Businesses that use accounting concepts and principles can easily and quickly compare their financial statements with other companies in the industry that are using the same set of principles. Note that this is simply because these businesses have and follow a common guideline for preparing financial statements.

It is worth noting that comparisons, financial and operational, are essential. This is because they help your business gauge its financial performance with other businesses in the industry and rectify where you are going wrong. Also, inter-period comparisons show performance trends from one period to the other.

Final Thoughts

The field of financial accounting is complex and vast. However, by understanding and appreciating these basic accounting principles and rules, you will get better insights into your business’s financial processes.

Also, by learning and understanding these accounting principles as well as adhering to them, you will be in a position to communicate more effectively and efficiently with your accountant or bookkeeper.

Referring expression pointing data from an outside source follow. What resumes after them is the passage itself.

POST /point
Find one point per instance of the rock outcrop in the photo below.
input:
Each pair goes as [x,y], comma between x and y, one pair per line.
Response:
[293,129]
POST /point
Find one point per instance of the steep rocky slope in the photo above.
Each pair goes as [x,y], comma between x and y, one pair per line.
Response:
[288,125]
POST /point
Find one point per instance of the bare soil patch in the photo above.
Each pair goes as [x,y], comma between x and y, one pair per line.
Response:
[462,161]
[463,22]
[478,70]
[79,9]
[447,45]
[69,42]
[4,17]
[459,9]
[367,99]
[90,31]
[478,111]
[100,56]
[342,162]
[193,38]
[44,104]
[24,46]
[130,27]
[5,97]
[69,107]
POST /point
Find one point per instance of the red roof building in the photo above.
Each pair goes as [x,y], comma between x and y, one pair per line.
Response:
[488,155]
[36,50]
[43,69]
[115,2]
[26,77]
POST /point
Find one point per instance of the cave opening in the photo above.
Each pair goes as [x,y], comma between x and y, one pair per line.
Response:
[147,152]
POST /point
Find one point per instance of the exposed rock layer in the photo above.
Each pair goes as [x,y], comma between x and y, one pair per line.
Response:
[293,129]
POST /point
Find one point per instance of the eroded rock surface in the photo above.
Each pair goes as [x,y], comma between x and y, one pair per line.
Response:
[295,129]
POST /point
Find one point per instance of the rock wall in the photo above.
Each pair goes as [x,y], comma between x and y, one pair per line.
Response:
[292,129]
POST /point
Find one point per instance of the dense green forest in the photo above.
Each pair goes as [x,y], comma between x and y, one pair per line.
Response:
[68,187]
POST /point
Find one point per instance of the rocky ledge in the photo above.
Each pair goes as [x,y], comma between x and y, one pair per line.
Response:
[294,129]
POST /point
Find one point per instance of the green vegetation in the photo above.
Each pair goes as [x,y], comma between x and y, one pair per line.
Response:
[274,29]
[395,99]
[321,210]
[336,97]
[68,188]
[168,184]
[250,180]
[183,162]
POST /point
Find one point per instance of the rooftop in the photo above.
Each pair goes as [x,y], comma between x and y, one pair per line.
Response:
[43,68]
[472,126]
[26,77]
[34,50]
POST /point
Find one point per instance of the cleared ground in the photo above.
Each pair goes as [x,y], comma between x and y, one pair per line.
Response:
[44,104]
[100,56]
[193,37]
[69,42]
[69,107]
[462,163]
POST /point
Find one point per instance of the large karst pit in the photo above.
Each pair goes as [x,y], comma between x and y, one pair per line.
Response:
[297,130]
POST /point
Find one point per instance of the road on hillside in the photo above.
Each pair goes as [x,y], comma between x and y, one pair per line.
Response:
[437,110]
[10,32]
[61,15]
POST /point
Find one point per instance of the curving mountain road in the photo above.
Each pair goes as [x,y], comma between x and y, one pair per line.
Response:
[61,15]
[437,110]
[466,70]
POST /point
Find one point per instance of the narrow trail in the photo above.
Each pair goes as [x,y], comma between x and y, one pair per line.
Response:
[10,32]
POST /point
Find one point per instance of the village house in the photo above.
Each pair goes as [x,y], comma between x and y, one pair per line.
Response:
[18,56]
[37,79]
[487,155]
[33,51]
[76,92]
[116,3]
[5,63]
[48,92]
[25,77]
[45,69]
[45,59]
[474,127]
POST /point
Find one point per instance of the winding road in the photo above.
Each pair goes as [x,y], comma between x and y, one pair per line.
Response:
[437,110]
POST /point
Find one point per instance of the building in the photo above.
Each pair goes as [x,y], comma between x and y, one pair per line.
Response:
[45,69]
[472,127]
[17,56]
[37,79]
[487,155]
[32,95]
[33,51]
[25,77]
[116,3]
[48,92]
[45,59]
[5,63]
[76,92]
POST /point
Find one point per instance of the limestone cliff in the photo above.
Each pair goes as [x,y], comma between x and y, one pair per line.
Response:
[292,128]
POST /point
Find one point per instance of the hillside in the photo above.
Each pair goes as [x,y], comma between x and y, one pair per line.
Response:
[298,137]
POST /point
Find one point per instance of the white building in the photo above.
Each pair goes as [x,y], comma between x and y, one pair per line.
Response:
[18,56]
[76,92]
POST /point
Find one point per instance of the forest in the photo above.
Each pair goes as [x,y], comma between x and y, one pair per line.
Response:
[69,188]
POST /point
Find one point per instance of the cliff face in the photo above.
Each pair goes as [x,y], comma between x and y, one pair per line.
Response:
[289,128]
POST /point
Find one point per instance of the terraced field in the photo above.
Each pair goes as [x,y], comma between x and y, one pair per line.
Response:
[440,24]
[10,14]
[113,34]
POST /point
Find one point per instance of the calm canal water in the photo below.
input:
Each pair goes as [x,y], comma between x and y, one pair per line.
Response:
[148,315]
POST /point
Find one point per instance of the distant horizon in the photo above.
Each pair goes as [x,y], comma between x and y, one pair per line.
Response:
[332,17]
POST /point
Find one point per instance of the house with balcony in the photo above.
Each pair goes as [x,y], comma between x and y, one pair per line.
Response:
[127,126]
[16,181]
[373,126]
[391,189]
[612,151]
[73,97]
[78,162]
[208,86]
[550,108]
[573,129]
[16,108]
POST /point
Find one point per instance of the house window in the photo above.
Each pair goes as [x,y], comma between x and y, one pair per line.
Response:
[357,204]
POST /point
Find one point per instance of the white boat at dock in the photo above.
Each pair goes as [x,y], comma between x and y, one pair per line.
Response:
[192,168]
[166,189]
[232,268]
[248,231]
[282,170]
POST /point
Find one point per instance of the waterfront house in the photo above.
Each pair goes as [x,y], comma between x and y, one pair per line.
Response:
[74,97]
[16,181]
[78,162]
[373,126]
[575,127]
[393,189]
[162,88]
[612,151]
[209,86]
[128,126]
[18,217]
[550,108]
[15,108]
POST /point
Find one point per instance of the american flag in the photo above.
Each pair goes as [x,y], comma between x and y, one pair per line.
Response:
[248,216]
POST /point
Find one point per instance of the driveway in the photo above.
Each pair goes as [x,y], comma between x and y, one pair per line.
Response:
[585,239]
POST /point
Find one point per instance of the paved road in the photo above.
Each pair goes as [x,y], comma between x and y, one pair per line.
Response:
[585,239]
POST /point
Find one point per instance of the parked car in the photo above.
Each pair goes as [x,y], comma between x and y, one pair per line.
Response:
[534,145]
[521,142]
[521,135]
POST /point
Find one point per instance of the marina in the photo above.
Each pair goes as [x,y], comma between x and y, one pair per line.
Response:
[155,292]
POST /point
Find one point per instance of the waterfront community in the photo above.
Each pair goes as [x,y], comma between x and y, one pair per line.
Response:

Note that the current set of principles, such as the accrual principle, which accountants use usually rests on some underlying assumptions, such as the separate entity assumption. And the basic principles and assumptions presented above apply to most financial statements.  

However, you should know that not every business organization is mandated by law to comply with accounting principles and GAAP.  Most accountants will, however, insist on following these accounting principles in order to ensure that there is never any question or doubt about the integrity and reliability of your financial statements.